The Edmundson family possesses the fortitude required to lead instead of follow. Father Dave and son Matt have made big changes in their business to not only diversify their customer base, but to improve the landscape distribution model.
Arbor Valley Nursery in Brighton, Colo., has served the landscape market along Colorado’s Front Range since the 1980s. When landscape customers began asking for product not typically grown in Colorado, the firm sourced plants from wholesale nurseries in other states.
And since 1993, Arbor Valley has maintained an 80-20 balance between distribution and grown product. Revenue has grown from $900,000 in 1993 to more than $12 million in 2006, according to Matt, who became a business partner in 2001 with Dave and co-owner Dan Lira.
Arbor Valley has developed a national network of growers encompassing more than 50,000 acres of production spanning 30 states and Canada.

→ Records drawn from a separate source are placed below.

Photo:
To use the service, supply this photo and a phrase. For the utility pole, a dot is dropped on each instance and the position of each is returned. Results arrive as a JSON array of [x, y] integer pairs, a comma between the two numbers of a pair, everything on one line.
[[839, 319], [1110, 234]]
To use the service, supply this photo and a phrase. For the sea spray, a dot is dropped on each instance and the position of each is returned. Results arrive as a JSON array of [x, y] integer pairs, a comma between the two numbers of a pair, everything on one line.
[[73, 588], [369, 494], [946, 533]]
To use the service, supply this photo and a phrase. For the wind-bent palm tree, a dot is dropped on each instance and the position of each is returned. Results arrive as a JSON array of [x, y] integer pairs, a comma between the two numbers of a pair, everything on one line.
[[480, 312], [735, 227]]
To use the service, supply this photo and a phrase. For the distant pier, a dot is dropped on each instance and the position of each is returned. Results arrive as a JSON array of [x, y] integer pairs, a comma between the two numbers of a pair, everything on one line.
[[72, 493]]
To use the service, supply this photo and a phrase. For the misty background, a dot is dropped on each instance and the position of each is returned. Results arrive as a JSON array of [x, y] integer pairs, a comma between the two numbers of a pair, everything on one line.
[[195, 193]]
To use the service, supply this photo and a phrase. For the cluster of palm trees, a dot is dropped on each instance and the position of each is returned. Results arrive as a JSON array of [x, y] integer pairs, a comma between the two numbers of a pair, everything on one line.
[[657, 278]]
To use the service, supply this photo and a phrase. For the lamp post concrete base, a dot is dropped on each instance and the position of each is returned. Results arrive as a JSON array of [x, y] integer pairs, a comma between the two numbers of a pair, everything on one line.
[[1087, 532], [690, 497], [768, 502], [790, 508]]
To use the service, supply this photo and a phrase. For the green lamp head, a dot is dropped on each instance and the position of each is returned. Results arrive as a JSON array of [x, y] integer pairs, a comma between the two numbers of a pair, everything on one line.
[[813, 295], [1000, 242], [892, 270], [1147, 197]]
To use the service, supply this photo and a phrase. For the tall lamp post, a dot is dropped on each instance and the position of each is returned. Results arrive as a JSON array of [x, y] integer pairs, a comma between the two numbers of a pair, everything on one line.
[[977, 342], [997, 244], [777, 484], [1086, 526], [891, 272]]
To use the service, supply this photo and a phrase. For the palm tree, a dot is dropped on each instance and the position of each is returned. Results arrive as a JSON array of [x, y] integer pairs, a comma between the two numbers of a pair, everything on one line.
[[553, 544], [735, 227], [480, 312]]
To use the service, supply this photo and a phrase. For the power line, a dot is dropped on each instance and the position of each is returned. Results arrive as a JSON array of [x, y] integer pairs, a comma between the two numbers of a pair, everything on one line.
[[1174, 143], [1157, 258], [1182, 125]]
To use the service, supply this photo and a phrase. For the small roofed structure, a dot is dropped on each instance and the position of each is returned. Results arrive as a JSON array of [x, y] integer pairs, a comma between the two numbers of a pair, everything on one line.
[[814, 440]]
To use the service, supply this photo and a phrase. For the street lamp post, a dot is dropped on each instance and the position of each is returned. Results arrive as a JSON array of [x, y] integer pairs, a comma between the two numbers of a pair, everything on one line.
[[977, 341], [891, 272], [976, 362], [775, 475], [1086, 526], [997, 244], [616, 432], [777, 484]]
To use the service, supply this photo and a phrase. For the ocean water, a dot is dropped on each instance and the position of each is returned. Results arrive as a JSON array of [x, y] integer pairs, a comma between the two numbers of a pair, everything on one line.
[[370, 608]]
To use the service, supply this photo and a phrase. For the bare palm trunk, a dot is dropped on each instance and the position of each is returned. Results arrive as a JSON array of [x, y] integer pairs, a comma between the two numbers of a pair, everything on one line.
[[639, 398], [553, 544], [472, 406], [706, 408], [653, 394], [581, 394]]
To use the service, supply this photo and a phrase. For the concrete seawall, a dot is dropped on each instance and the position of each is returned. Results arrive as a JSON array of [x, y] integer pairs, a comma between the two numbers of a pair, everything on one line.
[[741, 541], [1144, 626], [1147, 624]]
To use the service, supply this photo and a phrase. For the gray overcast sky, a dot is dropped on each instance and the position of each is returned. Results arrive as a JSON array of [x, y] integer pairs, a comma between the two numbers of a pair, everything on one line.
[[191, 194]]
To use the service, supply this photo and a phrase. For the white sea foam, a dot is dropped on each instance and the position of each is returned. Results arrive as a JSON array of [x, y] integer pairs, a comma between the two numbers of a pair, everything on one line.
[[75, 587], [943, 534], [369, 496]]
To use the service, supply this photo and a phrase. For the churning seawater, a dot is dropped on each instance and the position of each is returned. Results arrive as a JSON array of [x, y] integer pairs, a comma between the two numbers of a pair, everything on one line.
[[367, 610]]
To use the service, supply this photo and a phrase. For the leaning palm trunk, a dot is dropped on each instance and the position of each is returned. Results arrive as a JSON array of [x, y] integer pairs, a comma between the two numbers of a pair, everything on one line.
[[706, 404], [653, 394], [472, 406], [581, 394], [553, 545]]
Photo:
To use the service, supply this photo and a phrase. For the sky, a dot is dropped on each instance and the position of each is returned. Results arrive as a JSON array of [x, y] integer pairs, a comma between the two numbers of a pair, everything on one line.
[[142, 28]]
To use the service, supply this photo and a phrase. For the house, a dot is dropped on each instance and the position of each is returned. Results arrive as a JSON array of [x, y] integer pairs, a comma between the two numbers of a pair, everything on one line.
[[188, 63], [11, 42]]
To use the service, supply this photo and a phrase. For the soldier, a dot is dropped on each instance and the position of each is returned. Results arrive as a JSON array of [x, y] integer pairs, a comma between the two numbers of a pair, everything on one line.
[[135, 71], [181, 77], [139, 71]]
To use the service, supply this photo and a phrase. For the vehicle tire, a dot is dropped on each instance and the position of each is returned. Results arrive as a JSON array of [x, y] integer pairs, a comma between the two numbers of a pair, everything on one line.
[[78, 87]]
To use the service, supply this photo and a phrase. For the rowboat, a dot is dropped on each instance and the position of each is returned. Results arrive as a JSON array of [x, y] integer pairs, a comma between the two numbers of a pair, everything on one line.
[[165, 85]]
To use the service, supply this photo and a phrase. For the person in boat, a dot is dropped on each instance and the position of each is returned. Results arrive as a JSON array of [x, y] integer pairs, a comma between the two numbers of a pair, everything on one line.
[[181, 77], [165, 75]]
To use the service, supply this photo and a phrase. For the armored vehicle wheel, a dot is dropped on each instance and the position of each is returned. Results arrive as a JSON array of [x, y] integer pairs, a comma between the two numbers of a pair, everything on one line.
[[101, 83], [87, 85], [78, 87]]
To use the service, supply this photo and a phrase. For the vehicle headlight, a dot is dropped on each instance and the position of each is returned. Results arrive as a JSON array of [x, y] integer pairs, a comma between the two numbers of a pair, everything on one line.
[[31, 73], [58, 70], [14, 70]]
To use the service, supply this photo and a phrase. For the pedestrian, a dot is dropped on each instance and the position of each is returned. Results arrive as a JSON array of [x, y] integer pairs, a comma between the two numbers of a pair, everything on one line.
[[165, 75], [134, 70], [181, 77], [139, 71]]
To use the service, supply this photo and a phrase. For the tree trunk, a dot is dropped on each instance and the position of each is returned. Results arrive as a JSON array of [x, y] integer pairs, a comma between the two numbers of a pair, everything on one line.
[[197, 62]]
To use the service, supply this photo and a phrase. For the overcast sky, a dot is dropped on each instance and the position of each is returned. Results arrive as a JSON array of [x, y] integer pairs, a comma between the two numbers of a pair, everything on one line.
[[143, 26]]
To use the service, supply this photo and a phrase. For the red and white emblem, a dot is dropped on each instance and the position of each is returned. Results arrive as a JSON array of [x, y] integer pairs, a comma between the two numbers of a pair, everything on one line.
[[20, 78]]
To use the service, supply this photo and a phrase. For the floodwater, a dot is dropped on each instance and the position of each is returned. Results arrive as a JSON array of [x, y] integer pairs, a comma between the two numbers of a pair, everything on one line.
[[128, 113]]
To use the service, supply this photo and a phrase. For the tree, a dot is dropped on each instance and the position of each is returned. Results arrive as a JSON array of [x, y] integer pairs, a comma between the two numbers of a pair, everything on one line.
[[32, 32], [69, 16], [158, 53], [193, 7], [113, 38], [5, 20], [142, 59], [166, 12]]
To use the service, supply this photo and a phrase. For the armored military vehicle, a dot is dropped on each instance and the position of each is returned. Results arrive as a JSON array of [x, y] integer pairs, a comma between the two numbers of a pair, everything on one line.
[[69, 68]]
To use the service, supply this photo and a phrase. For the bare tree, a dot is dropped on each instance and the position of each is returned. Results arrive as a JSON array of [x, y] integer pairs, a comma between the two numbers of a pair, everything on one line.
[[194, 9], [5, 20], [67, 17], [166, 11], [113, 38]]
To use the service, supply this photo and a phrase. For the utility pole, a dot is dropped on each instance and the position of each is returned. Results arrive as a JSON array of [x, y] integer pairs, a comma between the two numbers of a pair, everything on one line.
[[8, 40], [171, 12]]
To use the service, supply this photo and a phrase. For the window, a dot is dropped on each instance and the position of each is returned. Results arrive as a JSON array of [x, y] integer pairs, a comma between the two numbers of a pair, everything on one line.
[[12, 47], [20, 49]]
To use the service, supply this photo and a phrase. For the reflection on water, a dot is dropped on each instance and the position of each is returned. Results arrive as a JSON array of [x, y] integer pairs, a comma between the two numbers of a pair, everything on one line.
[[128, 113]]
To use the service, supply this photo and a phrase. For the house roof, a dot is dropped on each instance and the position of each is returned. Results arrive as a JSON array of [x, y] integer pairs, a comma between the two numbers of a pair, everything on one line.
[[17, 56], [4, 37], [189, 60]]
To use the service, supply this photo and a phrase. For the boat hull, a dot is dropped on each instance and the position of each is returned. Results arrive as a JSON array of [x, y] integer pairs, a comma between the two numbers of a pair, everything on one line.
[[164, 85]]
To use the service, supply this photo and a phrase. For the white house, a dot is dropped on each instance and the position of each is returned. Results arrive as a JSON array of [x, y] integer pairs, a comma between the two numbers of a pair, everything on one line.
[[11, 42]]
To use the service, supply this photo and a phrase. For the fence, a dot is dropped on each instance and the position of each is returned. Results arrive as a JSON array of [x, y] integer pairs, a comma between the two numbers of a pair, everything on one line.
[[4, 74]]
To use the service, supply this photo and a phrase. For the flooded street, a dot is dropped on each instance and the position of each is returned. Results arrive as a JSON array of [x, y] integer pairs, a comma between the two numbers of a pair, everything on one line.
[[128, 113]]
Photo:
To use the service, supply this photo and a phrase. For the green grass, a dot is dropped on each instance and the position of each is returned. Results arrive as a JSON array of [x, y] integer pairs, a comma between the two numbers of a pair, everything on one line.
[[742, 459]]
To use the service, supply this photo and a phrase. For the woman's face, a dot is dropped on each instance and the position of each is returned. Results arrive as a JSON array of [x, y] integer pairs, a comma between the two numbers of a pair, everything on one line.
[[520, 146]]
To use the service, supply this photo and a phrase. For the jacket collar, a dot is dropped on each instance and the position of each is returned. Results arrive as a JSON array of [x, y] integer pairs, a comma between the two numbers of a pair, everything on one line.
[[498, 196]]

By mixing growers from USDA Hardiness Zones 4 to 6, Arbor Valley is able to cost effectively supply virtually any available product on the market and resupply later in the spring and earlier in the fall than many of its competitors.
“This gives us the ability to confidently identify the current and future trends within the market and empower our customers with reliable supply and pricing protections, particularly for long-term projects,” Matt said.
Retailer, brand focus
Arbor Valley is broadening its customer base beyond landscape contractors to the garden center market.
“Adapting to the future now means more than just providing quality, service and a fair price to your customer,” Matt said. “We are realigning our vendor relationships to innovate the future of landscape distribution.”
The Arbor Valley team wants to be a bridge for retailers, Matt said.
“We’re not trying to supplant what the plant rep is doing for the retailer, but instead help retailers have more just-in-time deliveries and more diverse stock,” Matt said.
Garden center customers who may not meet the branded plant company’s minimum order can get those premium plants from Arbor Valley, Matt said.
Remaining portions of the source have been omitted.